We have described the two great theories of the 20th century: the gently curving world of general relativity and the bubbling sea of quantum mechanics. They enable us to study the physics of huge, heavy galaxies, and tiny, energetic atoms. But what about the boundaries? Can we model the beginning of the universe or the inside of a black hole? There, matter is squashed into a space so small that our physics breaks down. Is it even possible to write down one equation that describes reality?
So far, no.
There are four fundamental forces in the Universe – gravity, electromagnetism, the weak force and the strong force. At present, general relativity describes gravity, while QFT accounts for the other three. Physicists expect that at high energies all these forces will fit into a single theoretical framework, sometimes called a Theory of Everything. This isn’t a very good name though – it might explain how things fit together on the smallest scales, but wouldn’t be much use for fixing your plumbing!
The electromagnetic and weak interactions are linked at high energies into a single framework called electroweak theory, for which Sheldon Glashow, Abdus Salam and Steven Weinberg received the 1979 Nobel Prize. This theory predicted the particles which carry the weak force, which were discovered in 1983.
There are candidate proposals to unify the strong, weak and electromagnetic interactions into a single force at high enough energies. Such ideas are called Grand Unified Theories. They have a reasonable amount of theoretical appeal but attempts to find experimental evidence – in particular through searches for decay of the atomic particle, the proton – have failed.
But when it comes to adding gravity into the mix, physicists are stumped. If we try to reconcile gravity and the other forces in the most obvious way, we get infinities. Infinity is a physicist’s brick wall – it is impossible for real things to have an infinite value! Where infinities appear there must be a problem with the theory.
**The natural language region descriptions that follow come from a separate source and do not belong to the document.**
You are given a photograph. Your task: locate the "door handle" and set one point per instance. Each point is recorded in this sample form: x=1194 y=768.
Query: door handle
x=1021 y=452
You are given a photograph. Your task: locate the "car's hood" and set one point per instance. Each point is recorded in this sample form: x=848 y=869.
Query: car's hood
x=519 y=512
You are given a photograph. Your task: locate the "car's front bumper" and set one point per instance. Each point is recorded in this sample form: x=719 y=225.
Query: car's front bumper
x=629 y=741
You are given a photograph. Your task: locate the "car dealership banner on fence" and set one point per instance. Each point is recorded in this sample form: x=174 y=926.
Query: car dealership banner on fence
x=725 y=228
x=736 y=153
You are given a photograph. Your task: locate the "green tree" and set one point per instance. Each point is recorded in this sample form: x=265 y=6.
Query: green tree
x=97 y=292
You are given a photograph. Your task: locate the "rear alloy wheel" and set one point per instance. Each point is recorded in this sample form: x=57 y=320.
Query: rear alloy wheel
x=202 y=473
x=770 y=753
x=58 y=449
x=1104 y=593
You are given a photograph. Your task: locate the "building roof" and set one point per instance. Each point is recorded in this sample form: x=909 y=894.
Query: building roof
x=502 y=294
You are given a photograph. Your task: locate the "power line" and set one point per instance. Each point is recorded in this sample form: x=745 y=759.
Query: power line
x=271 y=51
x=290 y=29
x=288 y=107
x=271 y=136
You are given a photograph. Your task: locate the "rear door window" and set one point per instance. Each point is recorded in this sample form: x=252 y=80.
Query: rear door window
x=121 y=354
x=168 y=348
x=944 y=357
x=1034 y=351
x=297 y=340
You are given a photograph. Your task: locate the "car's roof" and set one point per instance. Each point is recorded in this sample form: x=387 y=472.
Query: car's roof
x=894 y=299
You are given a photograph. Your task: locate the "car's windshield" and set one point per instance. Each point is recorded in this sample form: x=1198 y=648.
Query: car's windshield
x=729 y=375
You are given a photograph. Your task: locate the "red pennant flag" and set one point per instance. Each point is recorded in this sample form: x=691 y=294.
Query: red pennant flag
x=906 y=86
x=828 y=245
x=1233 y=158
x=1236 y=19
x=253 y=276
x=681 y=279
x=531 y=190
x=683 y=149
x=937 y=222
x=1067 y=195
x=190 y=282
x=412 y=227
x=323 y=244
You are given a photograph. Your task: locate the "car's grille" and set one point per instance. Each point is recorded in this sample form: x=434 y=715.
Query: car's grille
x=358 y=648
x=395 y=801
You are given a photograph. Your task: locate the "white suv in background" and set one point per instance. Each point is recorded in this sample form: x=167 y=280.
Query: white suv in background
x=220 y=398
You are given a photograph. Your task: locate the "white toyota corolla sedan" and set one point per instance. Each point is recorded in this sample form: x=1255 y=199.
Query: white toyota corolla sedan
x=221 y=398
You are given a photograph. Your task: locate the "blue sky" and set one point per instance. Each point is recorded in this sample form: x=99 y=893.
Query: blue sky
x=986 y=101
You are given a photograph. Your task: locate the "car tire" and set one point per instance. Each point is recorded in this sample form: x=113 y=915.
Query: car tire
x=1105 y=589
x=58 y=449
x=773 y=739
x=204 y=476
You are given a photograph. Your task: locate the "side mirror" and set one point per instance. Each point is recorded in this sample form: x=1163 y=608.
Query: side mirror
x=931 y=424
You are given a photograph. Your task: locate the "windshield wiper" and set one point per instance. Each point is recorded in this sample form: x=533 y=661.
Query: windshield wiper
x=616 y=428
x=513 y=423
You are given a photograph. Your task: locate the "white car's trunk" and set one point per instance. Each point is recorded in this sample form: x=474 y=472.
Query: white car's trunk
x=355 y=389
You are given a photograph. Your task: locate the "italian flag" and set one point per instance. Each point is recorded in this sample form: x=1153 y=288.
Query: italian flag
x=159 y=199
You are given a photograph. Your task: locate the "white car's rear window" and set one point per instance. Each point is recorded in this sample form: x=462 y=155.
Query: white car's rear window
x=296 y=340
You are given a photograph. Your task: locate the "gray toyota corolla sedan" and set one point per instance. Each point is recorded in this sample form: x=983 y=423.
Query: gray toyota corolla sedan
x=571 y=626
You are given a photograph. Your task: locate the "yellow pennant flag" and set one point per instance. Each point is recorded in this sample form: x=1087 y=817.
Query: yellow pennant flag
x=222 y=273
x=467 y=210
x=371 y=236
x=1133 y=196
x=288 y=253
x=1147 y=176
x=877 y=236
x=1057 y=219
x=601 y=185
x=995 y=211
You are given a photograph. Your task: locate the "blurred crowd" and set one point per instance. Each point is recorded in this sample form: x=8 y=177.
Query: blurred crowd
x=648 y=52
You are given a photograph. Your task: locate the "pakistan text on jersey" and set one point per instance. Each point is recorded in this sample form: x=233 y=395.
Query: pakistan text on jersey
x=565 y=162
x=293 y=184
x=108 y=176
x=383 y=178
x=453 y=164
General relativity gives infinite answers for regions of space that are very heavy but extremely small, like the inside of a black hole. Meanwhile our assumption that QFT works on arbitrarily small scales leads to infinite results.
Some of the problems may lie in the mismatch between the fundamental principles that govern general relativity and quantum mechanics. General relativity tells us that space and time are no longer absolute: they themselves become dynamical objects. On the contrary, in quantum field theories space and time are the fixed background against which fields are defined: variables depend precisely on where they are.
Furthermore, our interpretation of quantum mechanics is inseparably entwined with the role we play as observers. But in general relativity the observer makes no difference to the theory.
Finally, general relativity requires a smooth fabric of space, warped by mass. But the uncertainty principle in quantum mechanics tells us that nothing is really smooth: even empty space must be foaming with quantum fluctuations. It seems the most essential elements of the theories are incompatible.
We need a new theory allowing general relativity and quantum mechanics to coexist peacefully. This theory could attempt to solve the problems of each to bring them together. Or it might start afresh and establish completely new ideas of reality.
String theory is an example of such a theory.